La Prochaine fois je viserai le cœur
2014
Cédric Anger
Durant l’hiver 78, un tueur en série sévissait dans l’Oise, tuant au hasard des rencontres les jeunes femmes faisant du stop. Un tueur énigmatique, se ratant souvent de par son incapacité à regarder ses victimes au moment de tirer (d’où le titre, citation d’une des lettres laissées par le tueur à l’époque, menaçant de réellement viser la prochaine fois), laissant derrière lui nombre de témoins qui ont immanquablement conduit à son arrestation à la stupéfaction générale (surtout sa compagne, incarnée par l’étoile montante Ana Girardot), s’avérant être un gendarme local : Alain Lamare, rebaptisé ici Franck (Guillaume Canet). Le film, raconté du point de vu du meurtrier, s’intéresse donc à la psychologie du personnage, nous proposant une plongée au cœur de sa folie et de la traque à laquelle il participait lui-même.
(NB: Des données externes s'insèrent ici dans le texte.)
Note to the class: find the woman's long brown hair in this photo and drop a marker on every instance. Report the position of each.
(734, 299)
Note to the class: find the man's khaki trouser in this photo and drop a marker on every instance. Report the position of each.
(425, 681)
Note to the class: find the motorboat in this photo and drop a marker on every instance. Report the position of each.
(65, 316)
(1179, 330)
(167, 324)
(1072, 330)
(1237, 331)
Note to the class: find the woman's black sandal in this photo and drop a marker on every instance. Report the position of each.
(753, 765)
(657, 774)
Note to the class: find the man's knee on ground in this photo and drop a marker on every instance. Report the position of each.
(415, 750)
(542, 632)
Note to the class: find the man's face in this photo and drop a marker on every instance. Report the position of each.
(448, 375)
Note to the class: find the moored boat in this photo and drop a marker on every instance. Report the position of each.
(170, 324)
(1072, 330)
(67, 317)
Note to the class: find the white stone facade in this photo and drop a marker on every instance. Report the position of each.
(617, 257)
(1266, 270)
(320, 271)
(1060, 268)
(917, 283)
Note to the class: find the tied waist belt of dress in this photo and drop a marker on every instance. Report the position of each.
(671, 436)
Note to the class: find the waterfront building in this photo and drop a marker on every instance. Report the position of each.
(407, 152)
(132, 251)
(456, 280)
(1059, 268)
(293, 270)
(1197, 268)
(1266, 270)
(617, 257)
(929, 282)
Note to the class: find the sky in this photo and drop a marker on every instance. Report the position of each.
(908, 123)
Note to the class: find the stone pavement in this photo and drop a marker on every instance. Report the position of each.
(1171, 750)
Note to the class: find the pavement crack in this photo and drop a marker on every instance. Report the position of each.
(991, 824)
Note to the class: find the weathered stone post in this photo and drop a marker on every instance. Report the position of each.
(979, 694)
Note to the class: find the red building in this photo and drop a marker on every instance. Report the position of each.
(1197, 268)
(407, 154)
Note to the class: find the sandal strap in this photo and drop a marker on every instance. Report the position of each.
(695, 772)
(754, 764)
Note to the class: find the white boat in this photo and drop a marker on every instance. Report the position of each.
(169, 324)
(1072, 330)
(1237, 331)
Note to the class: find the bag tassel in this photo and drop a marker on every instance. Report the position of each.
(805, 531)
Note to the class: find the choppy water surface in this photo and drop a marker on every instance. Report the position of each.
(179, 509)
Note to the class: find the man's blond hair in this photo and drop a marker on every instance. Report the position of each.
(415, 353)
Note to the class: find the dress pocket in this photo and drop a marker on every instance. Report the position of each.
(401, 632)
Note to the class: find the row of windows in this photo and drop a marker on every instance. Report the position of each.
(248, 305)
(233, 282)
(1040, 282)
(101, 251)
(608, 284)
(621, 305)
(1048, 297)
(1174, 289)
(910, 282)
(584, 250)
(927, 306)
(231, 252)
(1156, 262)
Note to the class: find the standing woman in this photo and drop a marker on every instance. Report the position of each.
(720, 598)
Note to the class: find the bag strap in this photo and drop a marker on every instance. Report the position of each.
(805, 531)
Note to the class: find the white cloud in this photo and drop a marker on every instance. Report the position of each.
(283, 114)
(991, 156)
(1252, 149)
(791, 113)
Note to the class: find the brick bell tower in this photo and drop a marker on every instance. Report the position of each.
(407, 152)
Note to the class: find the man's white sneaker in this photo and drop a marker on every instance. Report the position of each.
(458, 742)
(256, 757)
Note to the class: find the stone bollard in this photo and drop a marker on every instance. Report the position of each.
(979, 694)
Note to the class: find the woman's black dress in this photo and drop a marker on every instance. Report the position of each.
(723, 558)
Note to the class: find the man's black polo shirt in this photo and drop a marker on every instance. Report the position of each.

Des films policiers sur des tueurs en série, la France en produit plus que de raison, mais celui vaut pour une fois le détour. Qu’il soit vu par les yeux du méchant n’est pas une révolution en soi, et l’histoire n’est au fond pas folichonne (on a déjà vu tueur en série plus intriguant ou terrifiant). Ce qui fait la véritable force du film, c’est Guillaume Canet, totalement à contre-emploi, mais y réalisant une performance troublante. Physiquement semblable à d’habitude, il est pourtant métamorphosé et souvent méconnaissable tant son travail de mimiques et d’expressions faciales est poussé à l’extrême, montrant la noirceur qui l’habite d’un simple regard. On ne sait pas vraiment au fond pourquoi Alain Lamare a fait tout ça, et le film n’apporte aucune réponse, mais on sent rien qu’en voyant son personnage sa haine viscérale qui le pousse à faire tout ça, même si ça le dégoûte et qu’il se dégoûte lui-même de faire des choses aussi horribles. Il se déteste, a le monde en horreur, et ne rêve que de le voir brûler avec lui au milieu du brasier. Pas forcément un dangereux psychopathe, peut-être plus un dépressif poussé jusqu’à ses limites, voulant communiquer sa vision désabusée de la vie. Maîtrisé à la perfection, le film livre ainsi un portrait captivant d’un personnage encore jamais vu, ou du moins pas avec une telle interprétation remarquable, et il est dommage de ne pas voir plus de soutien quand le cinéma arrive à se réinventer.